This conversation happened twice in the last few weeks at work, the first time during my 1:1 with my manager, and a second time with the whole team.
We were investigating Riemann, and we started to discuss what it would means to adopt this technology in our stack. Riemann is written in Clojure, and no one at work is really familiar with this language (except for me, and I'm don't consider myself efficient with it).
The question is how do you deal with a new tool when there's only one person in the team that can read the code, and therefore contribute to the project to add features, fix bugs, etc. Are we supposed to be familiar with the code of the things that we use?

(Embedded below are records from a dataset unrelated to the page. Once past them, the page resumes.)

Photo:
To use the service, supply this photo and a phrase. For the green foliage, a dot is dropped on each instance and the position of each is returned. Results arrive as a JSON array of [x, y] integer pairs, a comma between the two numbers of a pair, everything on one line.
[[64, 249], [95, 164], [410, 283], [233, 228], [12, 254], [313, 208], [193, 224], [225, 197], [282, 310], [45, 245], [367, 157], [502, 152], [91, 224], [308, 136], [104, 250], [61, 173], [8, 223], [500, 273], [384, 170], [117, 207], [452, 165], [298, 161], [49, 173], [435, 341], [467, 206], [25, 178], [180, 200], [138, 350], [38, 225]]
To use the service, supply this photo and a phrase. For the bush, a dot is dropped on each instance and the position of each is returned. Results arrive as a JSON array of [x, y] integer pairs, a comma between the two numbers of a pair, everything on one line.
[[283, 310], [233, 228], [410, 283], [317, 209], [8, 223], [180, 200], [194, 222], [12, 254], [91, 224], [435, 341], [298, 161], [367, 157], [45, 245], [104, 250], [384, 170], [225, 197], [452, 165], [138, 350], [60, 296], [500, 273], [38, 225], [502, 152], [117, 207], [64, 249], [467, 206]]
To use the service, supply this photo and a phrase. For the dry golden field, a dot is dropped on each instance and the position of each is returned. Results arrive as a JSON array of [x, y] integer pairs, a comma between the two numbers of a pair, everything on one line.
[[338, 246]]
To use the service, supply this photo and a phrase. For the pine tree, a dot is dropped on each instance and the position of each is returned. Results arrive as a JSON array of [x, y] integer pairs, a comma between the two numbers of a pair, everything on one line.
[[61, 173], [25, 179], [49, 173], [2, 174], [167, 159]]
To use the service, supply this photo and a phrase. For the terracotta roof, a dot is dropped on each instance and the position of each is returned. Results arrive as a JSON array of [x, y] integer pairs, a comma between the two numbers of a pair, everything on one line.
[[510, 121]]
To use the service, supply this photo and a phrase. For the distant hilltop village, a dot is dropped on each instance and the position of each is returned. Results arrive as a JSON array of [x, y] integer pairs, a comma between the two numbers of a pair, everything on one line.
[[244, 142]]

I've never read the code of MySQL, I've read parts of Apache's code, and I've never looked at the source of the Linux' kernel. At the same time, I usually read the code of the Perl and Python libraries I use frequently, I've also read the source of statsd and Graphite (two other tools that we looked at) in order to understand what they do and hunt for issues (in the way we use them) or bugs.
I see two ways to approach this question so far: as a developer and as a user. As a developer, I consider that I have to read and understand the code of the libraries my code depends on (we've found some serious issues in libraries we use daily because of this approach).
For services we use in the infrastructure, it depends of the size of the tool and it's community. For a new product, or when the documentation is too sparse, or when the community is rather small, it's a good thing to be able to look at the code and explain what it does. For bigger projects (MySQL, Apache, Riak), so far I've relied on the experiences people had with the tools, the community.
I'll conclude this post with an anecdote. Last Thursday we were trying to understand why the CPU load on the Graphite's box went over the roof when we added about 25% more metrics to it. With Abe and Hachi we said "ok let's dig into this problem". You could have guessed who are the ops while looking at the scene. We were looking for the same things: reads and write. Abe and Hachi started to do that with the help of
strace, while I started to walk through the code. I think the two ways are valid, at least you can use one to correlate the other, and they gave you different information (
strace will help you to time the operations, while the code would explain what you're writing and reading).
I'm curious to hear how other approach this problem.